Researchers identify link between a mitochondrial defect and heart disease.
The heart is the organ responsible for pumping blood and supplying nutrients and oxygen to all organs and cells of the body. The cells charged with these functions are the cardiomyocytes which require large amounts of energy. It is known that every single day the heart burns roughly 20 times its weight in the form of the molecular energy source, known as ATP, to pump approximately 8000 kg of blood. Therefore any failure in the supply of energy to the heart results decreases the organ’s pumping capacity, leading to heart failure and eventually death.
The major part of the energy necessary for cellular activity is provided by mitochondria. These cellular structures act as cell power houses, producing energy from the metabolism of organic fuels, including sugars, lipids and amino acids. Lack of a substrate or a failure in the coordinated biochemical processes of energy production has lethal consequences for the cell, and in the case of cardiomyocytes, for the patient. Now, a study led by researchers at the CNIC has shown how a defect in a vital mitochondrial process in heart cells specifically causes a type of dilated cardiomyopathy, a heart condition that in humans leads in most cases to heart disease and premature death. The team state their findings demonstrate that metabolic strategies based on diet are sufficient to restore correct heart function, opening the possibility of future treatments for patients with this disease. The study is published in the journal Science.
Previous studies show that dilated cardiomyopathy is a common disease in which the heart enlarges and loses contractile strength. In most cases, the disease causes heart failure and in terminal phases a heart transplant is required to avoid death. Although the condition can develop at any age, it is most common in people aged 40 to 50 years and affects between 3 to 10 people per 100,000 of the general population. There are currently no specific treatments, and it is therefore essential to understand the underlying mechanisms. Recent studies show that in healthy people, cardiomyocytes consume much more fatty acids than sugars because of the higher energy content of lipids; a situation reversed in heart failure patients. This was thought to be a defense mechanism, however, it has been hypothesized that the prolonged use of glucose by cardiomyocytes may instead be the cause of disease progression. The current study shows the key role of the protein YME1 in the regulation of the number, type and shape of mitocondria, and demonstrates that its absence induces a metabolic defect typical of patients with heart disease.
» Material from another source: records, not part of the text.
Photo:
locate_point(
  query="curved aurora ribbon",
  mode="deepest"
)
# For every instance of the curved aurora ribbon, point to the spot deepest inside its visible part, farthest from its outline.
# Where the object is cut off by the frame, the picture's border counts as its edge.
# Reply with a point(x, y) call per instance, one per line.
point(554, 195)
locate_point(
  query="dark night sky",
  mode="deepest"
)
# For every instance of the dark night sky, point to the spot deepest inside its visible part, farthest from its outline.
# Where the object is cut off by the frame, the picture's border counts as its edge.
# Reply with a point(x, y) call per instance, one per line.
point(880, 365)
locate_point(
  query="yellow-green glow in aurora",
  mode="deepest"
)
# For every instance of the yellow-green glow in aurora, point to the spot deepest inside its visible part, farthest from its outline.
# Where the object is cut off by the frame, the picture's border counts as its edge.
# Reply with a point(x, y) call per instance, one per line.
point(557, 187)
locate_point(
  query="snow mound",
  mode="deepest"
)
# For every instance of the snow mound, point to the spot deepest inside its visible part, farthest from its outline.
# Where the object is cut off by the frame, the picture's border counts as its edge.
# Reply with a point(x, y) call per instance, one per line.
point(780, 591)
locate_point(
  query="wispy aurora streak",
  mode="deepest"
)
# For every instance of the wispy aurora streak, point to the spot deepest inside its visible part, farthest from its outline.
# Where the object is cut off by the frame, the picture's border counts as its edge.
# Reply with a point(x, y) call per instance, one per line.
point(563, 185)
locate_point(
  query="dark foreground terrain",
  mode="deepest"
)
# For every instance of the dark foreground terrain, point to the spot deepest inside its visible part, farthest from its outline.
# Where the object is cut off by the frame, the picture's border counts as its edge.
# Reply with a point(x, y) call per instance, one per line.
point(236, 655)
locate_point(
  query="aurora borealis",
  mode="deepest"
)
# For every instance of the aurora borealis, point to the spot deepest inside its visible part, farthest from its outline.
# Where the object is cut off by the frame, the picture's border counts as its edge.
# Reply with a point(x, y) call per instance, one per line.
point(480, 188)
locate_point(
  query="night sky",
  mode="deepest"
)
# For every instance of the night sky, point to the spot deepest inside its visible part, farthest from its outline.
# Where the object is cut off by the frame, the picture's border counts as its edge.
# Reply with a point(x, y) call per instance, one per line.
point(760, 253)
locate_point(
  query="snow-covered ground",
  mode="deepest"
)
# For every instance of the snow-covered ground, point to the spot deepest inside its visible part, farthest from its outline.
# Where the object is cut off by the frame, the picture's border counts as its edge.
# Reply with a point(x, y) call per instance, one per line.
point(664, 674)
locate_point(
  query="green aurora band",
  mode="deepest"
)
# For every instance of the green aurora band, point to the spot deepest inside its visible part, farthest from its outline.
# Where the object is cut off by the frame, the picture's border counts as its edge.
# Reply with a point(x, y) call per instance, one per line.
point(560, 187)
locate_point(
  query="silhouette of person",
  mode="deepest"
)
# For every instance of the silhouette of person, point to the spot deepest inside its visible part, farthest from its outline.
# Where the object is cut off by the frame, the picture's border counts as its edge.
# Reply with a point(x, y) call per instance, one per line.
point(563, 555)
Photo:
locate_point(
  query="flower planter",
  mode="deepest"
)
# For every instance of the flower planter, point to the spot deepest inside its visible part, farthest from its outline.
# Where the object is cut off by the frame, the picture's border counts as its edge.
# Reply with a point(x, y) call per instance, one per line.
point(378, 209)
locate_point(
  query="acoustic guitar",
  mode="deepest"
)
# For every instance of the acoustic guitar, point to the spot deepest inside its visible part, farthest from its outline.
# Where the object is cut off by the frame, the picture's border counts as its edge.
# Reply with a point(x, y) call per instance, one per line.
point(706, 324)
The current study fed a high-fat diet to mice with the mitochondrial defect to force the heart cells to consume more fatty acids than sugars, and thus ‘bypass’ the mitochondrial defect. Results show that the high-fat diet or ablating YME1 in skeletal muscle restored normal cell metabolism and that despite the presence of the mitochondrial defect the heart regained its normal function. Data findings show that this approach impedes disease development and increases the lifespan of mice with the mitochondrial defect.
Results show that adult myocardial function depends on balanced mitochondrial fusion and fission, maintained by processing of the dynamin-like guanosine triphosphatase OPA1 by the mitochondrial YME1 and OMA1 proteins. The group validated this via cardiac-specific ablation of YME1 in mice which activated OMA1 and accelerated OPA1 proteolysis, which triggered mitochondrial fragmentation and altered cardiac metabolism; this caused dilated cardiomyopathy and heart failure. Data findings show that cardiac function and mitochondrial morphology were rescued by Oma1 deletion, which prevented OPA1 cleavage. Therefore, the team state that unprocessed OPA1 is sufficient to maintain heart function, OMA1 is a critical regulator of cardiomyocyte survival, and mitochondrial morphology and cardiac metabolism are intimately linked.
The lab explain that the prevention of dilated cardiomyopathy in a mouse model by feeding a high-fat diet signals an advance in the understanding of the mechanisms involved in heart disease and has implications for the future development of treatments for this condition. They go on to conclude that their results confirm the need to dedicate more resources to basic research that advances knowledge of biological systems at the molecular level, in order to understand them better and thus be able to resolve the problems that arise in patients.
The team surmise that they are cautious in the interpretation of these results as it is known that a fat rich diet is a threat to health because it increases the incidence of atherosclerosis. They go on to add that the possibility that such a diet might be beneficial in certain cases of heart disease is very provocative and attractive. For the future, the researchers state that much translational research needs to be done before these results can be considered definitive and recommend that this multicenter research program should continue.